“Necesitábamos del sacrificio de los buenos y los humildes para borrar el oprobio de los malos y soberbios”, escribió Manuel González Prada recordando la gesta del 8 de octubre de 1879 en punta Angamos. En el “combate homérico” Miguel Grau pudo rendirse al enemigo, pero comprendió que estaba condenado a morir por esa “voluntad nacional” que representaba. Hay un sino trágico en la figura de Grau, un hombre que asumió la responsabilidad de defender la primera línea de combate a punta de habilidad y coraje. Porque mientras la escuadra chilena que cercó al Huáscar era el producto del trabajo concertado de una burocracia estatal que entendió que la guerra se ganaría en el mar, en el Perú el marino piurano suplicó por frazadas, velas para alumbrar las cámaras del monitor y municiones para rifles y ametralladoras que nunca llegaron. Por muchos años hemos conmemorado el heroísmo de un puñado de peruanos que se negaron a rendirse ante una fuerza superior. Lo que nos hace olvidar que ese heroísmo es la expresión más acabada de un sentimiento nacional sin apoyo estatal.
Tras la captura del Huáscar, el teniente Pedro Gárezon pidió a Enrique Simpson, el teniente chileno del Cochrane, permiso para buscar el cadáver de Grau, el cual no había sido encontrado. El hallazgo de los restos de Grau ocurrió, muy entrada la tarde, entre los cuerpos despedazados de otros peruanos que yacían regados en el glorioso monitor. Lo que encontró Gárezon fue “un trozo de pierna blanca” desde “la mitad de la pantorrilla al pie, el que estaba calzado con botín de cuero”. El cuerpo roto del almirante y de todos los que se eternizaron en esa jornada memorable simboliza la ofrenda de una nación abandonada a su suerte en las aguas del Pacífico.
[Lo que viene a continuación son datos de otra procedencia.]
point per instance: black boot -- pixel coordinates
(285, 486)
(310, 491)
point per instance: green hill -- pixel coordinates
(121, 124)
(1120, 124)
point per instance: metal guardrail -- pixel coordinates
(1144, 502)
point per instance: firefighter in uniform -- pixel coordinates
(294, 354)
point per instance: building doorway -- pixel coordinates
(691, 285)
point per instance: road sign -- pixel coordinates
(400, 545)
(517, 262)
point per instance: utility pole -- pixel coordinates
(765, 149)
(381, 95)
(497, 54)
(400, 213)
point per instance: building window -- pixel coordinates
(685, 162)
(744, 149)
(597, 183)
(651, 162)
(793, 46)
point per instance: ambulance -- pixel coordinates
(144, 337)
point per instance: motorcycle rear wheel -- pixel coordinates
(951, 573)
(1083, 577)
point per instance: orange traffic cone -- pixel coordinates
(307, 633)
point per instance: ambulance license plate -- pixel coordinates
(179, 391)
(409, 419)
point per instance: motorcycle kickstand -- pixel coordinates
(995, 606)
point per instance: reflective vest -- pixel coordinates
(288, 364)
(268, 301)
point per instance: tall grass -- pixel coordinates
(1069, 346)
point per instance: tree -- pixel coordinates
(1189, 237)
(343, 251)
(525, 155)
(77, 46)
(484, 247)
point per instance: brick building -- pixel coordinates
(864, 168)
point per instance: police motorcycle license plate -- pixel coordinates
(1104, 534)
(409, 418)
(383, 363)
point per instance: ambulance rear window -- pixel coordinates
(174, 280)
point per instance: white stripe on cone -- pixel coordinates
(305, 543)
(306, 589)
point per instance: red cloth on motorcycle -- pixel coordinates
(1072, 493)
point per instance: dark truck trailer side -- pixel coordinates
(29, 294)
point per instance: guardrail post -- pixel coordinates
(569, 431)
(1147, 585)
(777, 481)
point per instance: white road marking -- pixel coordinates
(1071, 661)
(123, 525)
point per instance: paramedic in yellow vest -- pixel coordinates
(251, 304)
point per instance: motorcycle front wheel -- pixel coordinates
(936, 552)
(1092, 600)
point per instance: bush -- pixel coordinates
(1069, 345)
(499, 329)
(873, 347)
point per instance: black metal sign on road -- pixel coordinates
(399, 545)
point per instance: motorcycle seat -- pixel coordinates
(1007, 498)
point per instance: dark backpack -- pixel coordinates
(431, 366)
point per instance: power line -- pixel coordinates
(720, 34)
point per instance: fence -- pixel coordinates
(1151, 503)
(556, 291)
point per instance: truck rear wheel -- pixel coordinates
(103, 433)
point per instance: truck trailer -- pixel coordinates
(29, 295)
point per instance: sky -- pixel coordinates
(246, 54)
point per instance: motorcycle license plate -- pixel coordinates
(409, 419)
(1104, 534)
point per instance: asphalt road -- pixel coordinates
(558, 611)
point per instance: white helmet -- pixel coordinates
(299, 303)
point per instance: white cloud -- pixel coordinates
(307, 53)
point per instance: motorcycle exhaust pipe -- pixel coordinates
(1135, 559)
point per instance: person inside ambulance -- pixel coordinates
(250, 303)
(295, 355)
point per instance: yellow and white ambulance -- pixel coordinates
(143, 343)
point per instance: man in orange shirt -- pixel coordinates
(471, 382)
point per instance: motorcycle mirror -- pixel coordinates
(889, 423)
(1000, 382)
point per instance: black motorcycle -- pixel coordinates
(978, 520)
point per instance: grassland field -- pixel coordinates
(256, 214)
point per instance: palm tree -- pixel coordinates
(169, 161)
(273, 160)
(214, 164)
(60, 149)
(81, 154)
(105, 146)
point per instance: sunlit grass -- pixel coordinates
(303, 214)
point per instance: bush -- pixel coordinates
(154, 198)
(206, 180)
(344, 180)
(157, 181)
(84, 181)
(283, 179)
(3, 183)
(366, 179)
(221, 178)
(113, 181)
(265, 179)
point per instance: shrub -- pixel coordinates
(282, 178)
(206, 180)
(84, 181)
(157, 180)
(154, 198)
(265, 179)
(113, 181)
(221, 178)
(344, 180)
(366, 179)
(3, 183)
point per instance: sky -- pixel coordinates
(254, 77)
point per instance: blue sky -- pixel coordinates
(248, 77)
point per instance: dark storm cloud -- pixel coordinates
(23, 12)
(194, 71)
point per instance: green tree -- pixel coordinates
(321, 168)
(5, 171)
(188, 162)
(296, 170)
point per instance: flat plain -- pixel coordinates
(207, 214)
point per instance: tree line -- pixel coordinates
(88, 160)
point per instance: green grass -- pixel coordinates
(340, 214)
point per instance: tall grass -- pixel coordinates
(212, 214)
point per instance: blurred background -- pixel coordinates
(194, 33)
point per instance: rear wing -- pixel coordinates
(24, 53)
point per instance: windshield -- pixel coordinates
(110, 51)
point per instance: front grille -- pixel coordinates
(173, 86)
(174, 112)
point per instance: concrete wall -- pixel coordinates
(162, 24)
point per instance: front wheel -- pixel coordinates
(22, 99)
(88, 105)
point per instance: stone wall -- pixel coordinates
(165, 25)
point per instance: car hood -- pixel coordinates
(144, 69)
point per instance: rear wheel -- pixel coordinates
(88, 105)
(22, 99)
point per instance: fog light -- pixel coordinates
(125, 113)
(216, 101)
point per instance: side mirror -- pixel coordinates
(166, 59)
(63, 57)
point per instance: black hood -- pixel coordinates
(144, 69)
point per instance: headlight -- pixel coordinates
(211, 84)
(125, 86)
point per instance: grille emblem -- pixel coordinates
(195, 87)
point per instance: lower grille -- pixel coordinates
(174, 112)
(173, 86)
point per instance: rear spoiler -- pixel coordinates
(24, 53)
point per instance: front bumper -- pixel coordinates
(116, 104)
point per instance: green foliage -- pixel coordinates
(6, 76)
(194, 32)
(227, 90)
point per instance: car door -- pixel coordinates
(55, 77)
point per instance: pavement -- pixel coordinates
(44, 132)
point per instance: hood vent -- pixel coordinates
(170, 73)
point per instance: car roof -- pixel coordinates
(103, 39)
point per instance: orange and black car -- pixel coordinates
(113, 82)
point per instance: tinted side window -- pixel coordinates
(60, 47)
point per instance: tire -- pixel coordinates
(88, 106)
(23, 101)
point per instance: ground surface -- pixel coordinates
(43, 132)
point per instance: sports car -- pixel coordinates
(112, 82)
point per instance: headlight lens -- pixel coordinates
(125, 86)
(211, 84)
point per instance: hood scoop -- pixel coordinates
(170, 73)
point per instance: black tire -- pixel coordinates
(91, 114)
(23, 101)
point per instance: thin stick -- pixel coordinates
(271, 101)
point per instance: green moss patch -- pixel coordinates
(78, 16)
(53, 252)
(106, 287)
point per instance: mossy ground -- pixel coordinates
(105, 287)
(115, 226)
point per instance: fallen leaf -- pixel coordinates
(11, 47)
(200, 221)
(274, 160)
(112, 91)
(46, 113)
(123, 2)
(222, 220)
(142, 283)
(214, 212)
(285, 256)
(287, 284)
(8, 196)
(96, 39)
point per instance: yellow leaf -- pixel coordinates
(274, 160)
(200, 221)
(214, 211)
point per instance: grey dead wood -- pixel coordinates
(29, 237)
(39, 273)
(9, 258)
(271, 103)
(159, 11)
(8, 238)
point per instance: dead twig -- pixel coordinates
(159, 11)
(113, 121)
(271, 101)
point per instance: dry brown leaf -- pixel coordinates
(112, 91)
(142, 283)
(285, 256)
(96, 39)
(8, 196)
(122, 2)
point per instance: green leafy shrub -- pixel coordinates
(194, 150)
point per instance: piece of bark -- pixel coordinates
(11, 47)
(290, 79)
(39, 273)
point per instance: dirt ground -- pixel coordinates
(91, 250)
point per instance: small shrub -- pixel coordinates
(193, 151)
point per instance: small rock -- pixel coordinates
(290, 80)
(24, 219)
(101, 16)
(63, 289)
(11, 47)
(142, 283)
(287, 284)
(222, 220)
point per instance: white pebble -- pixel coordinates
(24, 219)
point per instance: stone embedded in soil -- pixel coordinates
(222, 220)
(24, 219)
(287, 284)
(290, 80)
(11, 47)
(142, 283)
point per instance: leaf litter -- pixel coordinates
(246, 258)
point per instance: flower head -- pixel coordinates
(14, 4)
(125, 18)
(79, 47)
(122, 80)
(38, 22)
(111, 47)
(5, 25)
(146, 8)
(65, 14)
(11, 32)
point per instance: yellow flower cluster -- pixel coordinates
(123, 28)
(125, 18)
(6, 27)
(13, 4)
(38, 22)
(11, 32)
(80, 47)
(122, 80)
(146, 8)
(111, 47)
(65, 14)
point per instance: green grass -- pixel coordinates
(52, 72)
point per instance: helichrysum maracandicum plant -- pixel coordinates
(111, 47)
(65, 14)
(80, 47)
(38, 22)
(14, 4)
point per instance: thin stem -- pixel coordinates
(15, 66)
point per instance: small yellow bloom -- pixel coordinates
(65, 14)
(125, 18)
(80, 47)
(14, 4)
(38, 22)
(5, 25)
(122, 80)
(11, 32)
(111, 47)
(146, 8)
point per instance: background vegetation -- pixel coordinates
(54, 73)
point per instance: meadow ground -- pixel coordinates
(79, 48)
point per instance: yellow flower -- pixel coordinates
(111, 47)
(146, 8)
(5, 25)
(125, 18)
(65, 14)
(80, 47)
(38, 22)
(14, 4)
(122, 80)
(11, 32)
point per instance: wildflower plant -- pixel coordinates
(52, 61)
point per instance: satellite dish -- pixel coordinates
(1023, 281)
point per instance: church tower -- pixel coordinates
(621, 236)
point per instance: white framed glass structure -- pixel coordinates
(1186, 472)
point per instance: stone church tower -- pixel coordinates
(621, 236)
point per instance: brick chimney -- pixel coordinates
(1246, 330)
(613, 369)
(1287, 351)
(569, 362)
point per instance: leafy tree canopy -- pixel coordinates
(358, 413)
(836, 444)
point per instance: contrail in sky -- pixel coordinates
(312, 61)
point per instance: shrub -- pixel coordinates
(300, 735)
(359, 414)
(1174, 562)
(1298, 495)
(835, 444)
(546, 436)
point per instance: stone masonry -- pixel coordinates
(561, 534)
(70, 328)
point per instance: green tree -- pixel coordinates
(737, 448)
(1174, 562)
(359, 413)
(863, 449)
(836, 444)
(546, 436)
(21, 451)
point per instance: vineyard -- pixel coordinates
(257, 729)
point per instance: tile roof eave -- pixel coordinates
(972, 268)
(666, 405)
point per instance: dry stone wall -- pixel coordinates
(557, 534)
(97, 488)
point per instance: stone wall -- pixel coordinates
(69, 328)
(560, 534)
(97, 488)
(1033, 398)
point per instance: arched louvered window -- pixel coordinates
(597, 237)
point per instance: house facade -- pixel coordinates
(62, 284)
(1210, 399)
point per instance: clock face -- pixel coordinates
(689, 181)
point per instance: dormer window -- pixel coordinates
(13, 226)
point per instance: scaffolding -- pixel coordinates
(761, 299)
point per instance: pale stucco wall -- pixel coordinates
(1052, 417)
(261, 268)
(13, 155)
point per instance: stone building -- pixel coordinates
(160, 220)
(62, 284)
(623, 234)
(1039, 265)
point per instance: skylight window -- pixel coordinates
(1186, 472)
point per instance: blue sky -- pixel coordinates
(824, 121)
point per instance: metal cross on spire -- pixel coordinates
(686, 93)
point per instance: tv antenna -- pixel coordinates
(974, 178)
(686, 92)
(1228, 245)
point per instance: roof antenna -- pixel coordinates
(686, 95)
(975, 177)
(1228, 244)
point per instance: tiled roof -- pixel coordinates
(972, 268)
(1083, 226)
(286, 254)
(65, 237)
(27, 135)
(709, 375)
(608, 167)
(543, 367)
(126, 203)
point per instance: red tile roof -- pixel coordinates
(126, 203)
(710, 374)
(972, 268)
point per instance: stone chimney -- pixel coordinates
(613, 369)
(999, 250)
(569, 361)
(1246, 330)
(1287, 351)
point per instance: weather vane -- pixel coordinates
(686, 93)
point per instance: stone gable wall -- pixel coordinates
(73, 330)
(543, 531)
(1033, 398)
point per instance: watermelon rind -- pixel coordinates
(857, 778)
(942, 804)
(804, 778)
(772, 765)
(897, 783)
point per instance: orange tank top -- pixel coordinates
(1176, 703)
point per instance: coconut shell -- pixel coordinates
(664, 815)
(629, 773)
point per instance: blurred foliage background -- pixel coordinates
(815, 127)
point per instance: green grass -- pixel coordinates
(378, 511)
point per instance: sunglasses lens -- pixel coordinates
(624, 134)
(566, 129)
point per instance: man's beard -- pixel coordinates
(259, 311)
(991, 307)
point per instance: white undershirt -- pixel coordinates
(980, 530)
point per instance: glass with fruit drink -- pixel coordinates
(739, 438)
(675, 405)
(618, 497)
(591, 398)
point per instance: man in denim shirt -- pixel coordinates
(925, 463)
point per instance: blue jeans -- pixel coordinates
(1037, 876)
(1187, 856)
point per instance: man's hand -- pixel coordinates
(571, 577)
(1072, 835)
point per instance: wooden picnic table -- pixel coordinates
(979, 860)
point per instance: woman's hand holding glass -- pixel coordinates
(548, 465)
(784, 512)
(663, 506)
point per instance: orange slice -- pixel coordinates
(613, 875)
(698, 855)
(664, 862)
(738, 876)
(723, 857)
Porque junto a la hazaña de Grau y la tripulación del Huáscar, que aflora en las celebraciones patrióticas, es tiempo de que recordemos la negligencia de los que permitieron tamaña hecatombe.
Hace algunos meses se inició la campaña Somos Grau, Seámoslo Siempre. A partir de la actualización de este paradigma y de los valores a él adscritos, sugiero regresar con Grau a Saweto. De esta comunidad nativa en la región del Ucayali partió, hace algo más de un mes, Edwin Chota y un grupo de dirigentes asháninkas para encontrarse con la muerte. Su único pecado fue solicitar la titulación de las tierras comunales, cuarenta años después de la dación de la Ley de Comunidades de la Selva. Es decir, evitar la depredación de su patria, defendiendo sus recursos naturales.
Los cuerpos despedazados de Chota y sus acompañantes, tirados al río por sus verdugos, traen al presente ciertos aspectos de la vivencia de Angamos. Por un lado, un sentimiento nacional que conmueve hasta las lágrimas. Por el otro, la incapacidad e indiferencia del Estado ante el sentir ciudadano. Al igual que Grau, Chota intuyó su muerte y solicitó en innumerables oportunidades por un apoyo que nunca llegó. Me gustan las celebraciones históricas. Sin embargo, este 8 de octubre prefiero reflexionar sobre la responsabilidad de los que enviaron a Grau a morir, olvidando que tenía una esposa, hijos y, sobre todo, el derecho a la vida. ¿Hasta cuándo solicitaremos a los peruanos que sean héroes solitarios e incluso mártires anónimos en lugar de exigirles a las autoridades que cumplan con los deberes señalados claramente en la Constitución?